The Structured Analytics Manager service includes the CancelAsync() and CancelAndWaitAsync() that you can use to stop an analysis of a structured analytics set. These overloaded methods take the same parameters, but return control to caller at different times in their execution. They also both support progress monitoring and cancellation tokens.

CancelAsync() method

The CancelAsync() method makes a request to cancel the analysis of a structured analytics set that is currently running. It then returns control immediately to the caller. Use this method if you want to cancel an analysis on a structured analytics set, but aren't interested in waiting for the cancel operation to complete. This approach is useful when you don't intend to perform another operation after the cancel operation finishes.

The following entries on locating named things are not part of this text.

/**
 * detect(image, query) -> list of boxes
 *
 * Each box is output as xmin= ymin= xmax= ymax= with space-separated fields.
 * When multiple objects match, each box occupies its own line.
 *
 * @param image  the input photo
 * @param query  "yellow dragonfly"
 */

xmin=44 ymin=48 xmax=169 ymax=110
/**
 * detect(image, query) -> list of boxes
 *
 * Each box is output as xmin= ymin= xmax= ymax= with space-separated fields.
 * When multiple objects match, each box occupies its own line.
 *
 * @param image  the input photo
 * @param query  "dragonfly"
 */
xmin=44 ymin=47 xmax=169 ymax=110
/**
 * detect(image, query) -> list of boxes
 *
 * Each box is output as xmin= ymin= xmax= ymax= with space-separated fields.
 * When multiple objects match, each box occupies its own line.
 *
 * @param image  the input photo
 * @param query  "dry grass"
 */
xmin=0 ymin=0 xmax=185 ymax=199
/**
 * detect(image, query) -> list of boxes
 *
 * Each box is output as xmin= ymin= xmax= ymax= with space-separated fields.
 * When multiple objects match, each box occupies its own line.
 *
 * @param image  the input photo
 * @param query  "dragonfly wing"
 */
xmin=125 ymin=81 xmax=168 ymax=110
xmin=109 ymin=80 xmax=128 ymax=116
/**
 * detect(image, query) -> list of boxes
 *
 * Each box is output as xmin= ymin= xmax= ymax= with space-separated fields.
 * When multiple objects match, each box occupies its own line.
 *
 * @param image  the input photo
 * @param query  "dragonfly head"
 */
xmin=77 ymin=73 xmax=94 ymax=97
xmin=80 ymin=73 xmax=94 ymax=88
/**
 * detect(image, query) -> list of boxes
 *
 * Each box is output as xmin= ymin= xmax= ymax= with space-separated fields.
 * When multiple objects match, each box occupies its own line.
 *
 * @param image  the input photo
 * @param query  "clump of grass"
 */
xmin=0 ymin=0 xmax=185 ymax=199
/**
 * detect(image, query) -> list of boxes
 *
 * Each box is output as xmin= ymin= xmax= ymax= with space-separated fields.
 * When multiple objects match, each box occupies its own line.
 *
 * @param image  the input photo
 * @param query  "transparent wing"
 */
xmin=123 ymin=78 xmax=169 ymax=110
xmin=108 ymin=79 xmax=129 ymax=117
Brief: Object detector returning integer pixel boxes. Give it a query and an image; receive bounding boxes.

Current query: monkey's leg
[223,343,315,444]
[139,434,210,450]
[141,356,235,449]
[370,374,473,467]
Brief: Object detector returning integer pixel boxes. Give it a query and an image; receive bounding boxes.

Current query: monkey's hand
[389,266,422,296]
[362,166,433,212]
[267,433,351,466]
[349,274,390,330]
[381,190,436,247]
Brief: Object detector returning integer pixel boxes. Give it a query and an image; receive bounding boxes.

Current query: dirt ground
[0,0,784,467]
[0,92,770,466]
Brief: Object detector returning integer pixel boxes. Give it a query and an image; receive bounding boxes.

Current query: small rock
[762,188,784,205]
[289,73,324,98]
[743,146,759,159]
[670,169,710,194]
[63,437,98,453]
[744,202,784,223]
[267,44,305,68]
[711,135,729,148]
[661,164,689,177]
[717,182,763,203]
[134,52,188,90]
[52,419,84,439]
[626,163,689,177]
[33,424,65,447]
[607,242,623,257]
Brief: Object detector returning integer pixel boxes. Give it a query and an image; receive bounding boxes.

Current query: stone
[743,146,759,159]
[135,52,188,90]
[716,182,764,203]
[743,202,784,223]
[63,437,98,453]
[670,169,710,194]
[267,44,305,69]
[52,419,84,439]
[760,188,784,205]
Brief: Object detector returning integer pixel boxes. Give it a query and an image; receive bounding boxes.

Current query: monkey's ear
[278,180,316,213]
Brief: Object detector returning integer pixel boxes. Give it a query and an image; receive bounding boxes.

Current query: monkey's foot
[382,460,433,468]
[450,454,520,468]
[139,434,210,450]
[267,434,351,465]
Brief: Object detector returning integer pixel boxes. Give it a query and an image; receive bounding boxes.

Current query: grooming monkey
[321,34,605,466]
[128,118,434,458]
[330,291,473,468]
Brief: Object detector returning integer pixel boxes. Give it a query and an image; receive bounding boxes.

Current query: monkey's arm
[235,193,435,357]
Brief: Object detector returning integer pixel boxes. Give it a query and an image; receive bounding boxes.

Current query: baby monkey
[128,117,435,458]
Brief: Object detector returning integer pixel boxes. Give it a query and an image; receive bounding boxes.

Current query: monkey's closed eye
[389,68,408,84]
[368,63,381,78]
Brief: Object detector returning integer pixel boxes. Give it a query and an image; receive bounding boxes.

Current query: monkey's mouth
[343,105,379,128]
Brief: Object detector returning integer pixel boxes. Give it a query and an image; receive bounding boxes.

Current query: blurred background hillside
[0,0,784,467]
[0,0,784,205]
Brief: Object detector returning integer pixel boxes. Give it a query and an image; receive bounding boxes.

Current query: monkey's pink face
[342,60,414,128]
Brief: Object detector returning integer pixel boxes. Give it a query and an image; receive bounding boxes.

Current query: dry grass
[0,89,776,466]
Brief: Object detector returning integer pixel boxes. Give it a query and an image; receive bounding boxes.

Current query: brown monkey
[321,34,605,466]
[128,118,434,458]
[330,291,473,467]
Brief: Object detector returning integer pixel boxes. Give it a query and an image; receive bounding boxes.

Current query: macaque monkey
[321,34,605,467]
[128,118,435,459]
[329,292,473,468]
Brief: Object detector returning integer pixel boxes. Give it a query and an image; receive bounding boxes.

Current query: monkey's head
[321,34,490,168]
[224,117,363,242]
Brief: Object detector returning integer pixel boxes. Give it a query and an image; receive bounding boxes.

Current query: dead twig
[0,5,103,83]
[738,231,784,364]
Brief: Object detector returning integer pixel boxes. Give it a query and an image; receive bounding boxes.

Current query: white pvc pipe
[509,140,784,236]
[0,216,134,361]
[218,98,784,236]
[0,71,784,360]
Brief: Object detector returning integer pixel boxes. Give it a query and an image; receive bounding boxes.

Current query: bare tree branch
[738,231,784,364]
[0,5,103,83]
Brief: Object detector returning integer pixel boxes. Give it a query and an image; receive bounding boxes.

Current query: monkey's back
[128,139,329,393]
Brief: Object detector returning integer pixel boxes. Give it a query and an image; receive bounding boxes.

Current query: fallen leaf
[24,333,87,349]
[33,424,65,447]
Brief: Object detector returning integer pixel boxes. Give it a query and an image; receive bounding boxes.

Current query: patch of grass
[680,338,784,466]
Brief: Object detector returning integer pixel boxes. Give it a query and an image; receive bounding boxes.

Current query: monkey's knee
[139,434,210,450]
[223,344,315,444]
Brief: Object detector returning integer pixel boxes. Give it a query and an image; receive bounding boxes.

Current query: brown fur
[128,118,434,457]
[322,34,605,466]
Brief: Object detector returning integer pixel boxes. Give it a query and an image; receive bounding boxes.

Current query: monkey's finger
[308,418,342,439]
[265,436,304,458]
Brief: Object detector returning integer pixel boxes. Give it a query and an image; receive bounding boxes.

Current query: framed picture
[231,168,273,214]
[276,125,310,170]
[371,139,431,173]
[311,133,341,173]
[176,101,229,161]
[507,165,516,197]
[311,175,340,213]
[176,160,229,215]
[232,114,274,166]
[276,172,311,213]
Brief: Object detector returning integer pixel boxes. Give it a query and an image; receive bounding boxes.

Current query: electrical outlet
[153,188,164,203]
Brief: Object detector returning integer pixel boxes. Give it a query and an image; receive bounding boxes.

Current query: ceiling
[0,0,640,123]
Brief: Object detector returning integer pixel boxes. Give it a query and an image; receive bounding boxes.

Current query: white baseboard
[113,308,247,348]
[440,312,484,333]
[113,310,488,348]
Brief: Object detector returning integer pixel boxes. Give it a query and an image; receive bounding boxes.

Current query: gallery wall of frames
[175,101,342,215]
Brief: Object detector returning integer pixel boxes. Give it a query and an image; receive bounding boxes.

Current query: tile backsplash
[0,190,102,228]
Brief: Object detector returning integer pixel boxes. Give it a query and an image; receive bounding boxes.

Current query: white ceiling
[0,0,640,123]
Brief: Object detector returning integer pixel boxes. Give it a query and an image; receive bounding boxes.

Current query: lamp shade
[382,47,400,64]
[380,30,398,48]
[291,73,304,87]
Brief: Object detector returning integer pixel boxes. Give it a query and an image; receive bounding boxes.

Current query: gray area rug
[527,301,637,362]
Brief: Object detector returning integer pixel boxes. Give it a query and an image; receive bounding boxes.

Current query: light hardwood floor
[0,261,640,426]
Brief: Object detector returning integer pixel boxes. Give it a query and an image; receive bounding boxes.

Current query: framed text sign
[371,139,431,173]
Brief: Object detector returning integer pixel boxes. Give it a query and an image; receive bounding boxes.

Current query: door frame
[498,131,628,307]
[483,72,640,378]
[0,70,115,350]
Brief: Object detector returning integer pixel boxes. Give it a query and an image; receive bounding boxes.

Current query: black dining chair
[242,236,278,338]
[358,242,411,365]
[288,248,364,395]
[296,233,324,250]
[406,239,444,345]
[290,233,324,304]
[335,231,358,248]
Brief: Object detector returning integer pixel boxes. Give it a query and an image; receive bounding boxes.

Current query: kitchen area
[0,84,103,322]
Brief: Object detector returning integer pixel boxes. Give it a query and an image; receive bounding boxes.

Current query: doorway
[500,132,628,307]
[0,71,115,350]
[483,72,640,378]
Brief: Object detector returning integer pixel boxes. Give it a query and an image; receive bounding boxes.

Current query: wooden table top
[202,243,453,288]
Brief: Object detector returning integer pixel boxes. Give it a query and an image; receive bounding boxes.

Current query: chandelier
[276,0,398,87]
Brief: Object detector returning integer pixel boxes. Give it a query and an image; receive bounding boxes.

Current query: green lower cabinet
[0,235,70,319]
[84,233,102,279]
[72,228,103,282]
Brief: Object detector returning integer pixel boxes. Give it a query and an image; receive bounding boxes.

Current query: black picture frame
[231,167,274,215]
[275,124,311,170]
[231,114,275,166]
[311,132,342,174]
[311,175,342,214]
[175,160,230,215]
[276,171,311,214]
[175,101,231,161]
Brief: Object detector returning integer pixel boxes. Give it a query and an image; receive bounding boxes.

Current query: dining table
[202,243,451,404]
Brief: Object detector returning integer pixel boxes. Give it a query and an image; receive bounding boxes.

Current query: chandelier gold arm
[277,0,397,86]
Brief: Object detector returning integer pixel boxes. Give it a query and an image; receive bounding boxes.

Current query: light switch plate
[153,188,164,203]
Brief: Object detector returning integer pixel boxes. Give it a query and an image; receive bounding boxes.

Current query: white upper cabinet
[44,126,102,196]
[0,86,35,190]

public async Task<bool> CancelAsync(Client.SamplesLibrary.Helper.IHelper helper, int workspaceId, int sasArtifactId)
{
    OperationResult results = null;
 
    using (IStructuredAnalyticsManager sasManager = helper.GetServicesManager().CreateProxy<IStructuredAnalyticsManager>(ExecutionIdentity.User))
    {
        try
        {
            results = await sasManager.CancelAsync(workspaceId, sasArtifactId);
        }
        catch (ServiceException exception)
        {
              ISampleLogger _logger = Client.SamplesLibrary.Logging.Log.Logger.ForContext<IStructuredAnalyticsManager>();
              _logger.LogError(exception,
                    "StructuredAnalyticsManager CancelAsync failed for Workspace ID {0}, SAS ID {1}", workspaceId, sasArtifactId);
        }
    }

  return results != null && results.IsSuccess;
}

CancelAndWaitAsync() method

The CancelAndWaitAsync() method makes a request to cancel the analysis of a structured analytics set. It then waits until the operation finishes before returning control to the caller. Use this method if you want to implement a workflow that cancels an analysis job, and on the return of the call, immediately uses the RunAsync() method to restart an analysis operation.

{
public async Task<bool> CancelAndWaitAsync(Client.SamplesLibrary.Helper.IHelper helper, int workspaceId, int sasArtifactId)
{
    OperationResult results = null;
 
    using (IStructuredAnalyticsManager sasManager = helper.GetServicesManager().CreateProxy<IStructuredAnalyticsManager>(ExecutionIdentity.User))
    {
        try
        {
            results = await sasManager.CancelAndWaitAsync(workspaceId, sasArtifactId);
        }
        catch (ServiceException exception)
        {
              ISampleLogger _logger = Client.SamplesLibrary.Logging.Log.Logger.ForContext<IStructuredAnalyticsManager>();
              _logger.LogError(exception,
                    "StructuredAnalyticsManager CancelAndWaitAsync failed for Workspace ID {0}, SAS ID {1}", workspaceId, sasArtifactId);
        }
    }

  return results != null && results.IsSuccess;
}

Check the status of an analysis

Use the GetStatusAsync() method to return a Status object. This object contains information about the state of job and current operations. For more information, see Fundamentals for the Structured Analytics API

public async Task<Status> GetStatusAsync(Client.SamplesLibrary.Helper.IHelper helper, int workspaceId, int sasArtifactId)
{
    Status statusResults = null;
 
    using (IStructuredAnalyticsManager sasManager = helper.GetServicesManager().CreateProxy<IStructuredAnalyticsManager>(ExecutionIdentity.User))
    {
        try
        {

            statusResults = await sasManager.GetStatusAsync(workspaceId, sasArtifactId);

        }
        catch (ServiceException exception)
        {
              ISampleLogger _logger = Client.SamplesLibrary.Logging.Log.Logger.ForContext<IStructuredAnalyticsManager>();
              _logger.LogError(exception,
                    "StructuredAnalyticsManager GetStatusAsync failed for Workspace ID {0}, SAS ID {1}", workspaceId, sasArtifactId);
        }
    }

    return statusResults;
}

Retry errors in an analysis

Use the RetryErrorsAsync() method to resolve transient errors that occurred during an analysis.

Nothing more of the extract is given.